4.3GHZ is easily possible, but after 4.27GHZ on a Phenom II 1100 Thuban you won't see much in the way of performance boost, and you begin to get into dangerous territory for voltage, so it was never worth doing for me, you see I have (2) Asus 990-FX Motherboards, I was expecting the FX-Series to be worth the upgrade, I was wrong, and it never made any sense to buy the FX-CPUs, so I have gotten as much out of both systems that I could for as long as I could. The Intel build I was doing had to be postponed again, but I have everything I need Minus CPU, Mobo and SSD... I Already have another Pump, (2) Rads for the Loop, Case, PSU.. But bills are in the way again after some work on the house.
My Phenom II x6 1100-Thuban has been running at 4.27GHZ and 4.2GHZ depending on winter or summer for 3 years straight.. I wanted a good OC without risking too much in terms of OC, I found the sweet spot for the CPU, and also I listened a lot to what other people advised me when it came to the 1100 Thuban and just how much to OC it and exactly what works. On a side note, I got a really good binned CPU when I got my Thubans (I have 2).. Hit the jackpot.
To tell you the truth, I have ZERO issues running MWO at a Mixed bag of settings for Video with good Frame Rates.. As far as your Phenom II 1090-t goes, I wouldn't OC it past 4.1GHZ, you won't see any BIG difference between 4.1 and 4.2..

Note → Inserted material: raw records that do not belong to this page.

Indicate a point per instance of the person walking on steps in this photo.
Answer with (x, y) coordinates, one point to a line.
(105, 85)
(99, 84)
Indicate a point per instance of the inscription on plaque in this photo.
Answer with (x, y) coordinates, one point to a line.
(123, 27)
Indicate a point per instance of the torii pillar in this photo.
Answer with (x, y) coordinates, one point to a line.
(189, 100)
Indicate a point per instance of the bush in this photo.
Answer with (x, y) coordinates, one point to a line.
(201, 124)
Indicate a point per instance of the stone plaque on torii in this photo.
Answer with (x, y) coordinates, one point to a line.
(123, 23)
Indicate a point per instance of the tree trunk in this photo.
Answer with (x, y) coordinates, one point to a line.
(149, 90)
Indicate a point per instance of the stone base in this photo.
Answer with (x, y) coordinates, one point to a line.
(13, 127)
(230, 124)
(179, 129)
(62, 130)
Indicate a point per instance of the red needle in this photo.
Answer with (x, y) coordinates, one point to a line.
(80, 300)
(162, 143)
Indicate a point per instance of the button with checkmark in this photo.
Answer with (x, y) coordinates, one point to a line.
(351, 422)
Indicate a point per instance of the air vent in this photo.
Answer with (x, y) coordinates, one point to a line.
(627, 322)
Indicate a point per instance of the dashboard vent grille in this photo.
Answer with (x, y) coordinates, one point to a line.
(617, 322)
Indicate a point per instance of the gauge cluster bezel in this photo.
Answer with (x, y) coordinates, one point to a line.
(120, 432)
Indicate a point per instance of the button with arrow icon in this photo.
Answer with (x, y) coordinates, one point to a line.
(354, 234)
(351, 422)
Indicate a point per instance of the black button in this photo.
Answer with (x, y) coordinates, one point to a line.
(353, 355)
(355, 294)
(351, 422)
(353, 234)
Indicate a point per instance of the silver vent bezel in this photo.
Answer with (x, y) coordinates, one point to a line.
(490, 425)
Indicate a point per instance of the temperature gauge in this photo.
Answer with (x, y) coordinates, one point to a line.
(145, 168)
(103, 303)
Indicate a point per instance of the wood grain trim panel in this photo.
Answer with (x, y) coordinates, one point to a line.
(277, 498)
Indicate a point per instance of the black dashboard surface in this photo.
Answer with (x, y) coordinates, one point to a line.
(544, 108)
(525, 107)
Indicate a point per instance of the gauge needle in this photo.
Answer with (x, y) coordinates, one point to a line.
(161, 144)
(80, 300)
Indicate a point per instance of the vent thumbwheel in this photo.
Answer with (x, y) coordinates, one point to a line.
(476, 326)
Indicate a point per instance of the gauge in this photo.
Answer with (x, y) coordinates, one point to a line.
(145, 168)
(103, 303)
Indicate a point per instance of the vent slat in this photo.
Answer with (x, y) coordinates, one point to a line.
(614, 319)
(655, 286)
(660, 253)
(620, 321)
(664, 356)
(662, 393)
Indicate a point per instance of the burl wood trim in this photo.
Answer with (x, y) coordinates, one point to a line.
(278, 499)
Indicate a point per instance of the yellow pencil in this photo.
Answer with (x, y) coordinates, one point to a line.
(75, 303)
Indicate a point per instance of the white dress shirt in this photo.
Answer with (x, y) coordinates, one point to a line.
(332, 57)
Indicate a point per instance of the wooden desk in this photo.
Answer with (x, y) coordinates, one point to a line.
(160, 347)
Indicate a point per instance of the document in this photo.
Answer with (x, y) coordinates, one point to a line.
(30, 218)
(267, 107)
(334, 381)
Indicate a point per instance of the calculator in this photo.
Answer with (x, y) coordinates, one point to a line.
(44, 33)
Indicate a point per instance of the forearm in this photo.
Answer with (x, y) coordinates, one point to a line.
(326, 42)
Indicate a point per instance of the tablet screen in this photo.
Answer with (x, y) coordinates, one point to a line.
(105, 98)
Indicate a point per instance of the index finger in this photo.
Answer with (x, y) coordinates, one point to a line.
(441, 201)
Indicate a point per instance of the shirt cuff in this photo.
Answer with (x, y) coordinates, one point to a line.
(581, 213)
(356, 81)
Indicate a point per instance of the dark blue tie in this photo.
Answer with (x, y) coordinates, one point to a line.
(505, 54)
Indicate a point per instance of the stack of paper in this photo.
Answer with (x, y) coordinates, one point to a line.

EDIT: I never disabled any Cores, and as a matter of fact on my Phenom II x4 960t, I unlocked a stable 5th core and run that at 4.13GHZ.. (5 core CPU LOL).. Truth.
Iqfish, on 03 December 2014 - 09:18 AM, said:
A proper custom water loop will smoke anything, exactly.
But it costs incredibly much and is difficult to install for someone who does not even know what CPU to pick.
And we were talking about 80$ AiO solutions.
And for about 110$ you can a really decent All in one Watercooling setup (AiO)...
If it has decent fans you can even get rid of some noise if (PWM).
I was Air cool guy for a long time, then I went water cooling and i'm not going back.
The reduction in NOISE from fans alone was worth it to Me.
Edited by Odins Fist, 04 December 2014 - 04:30 PM.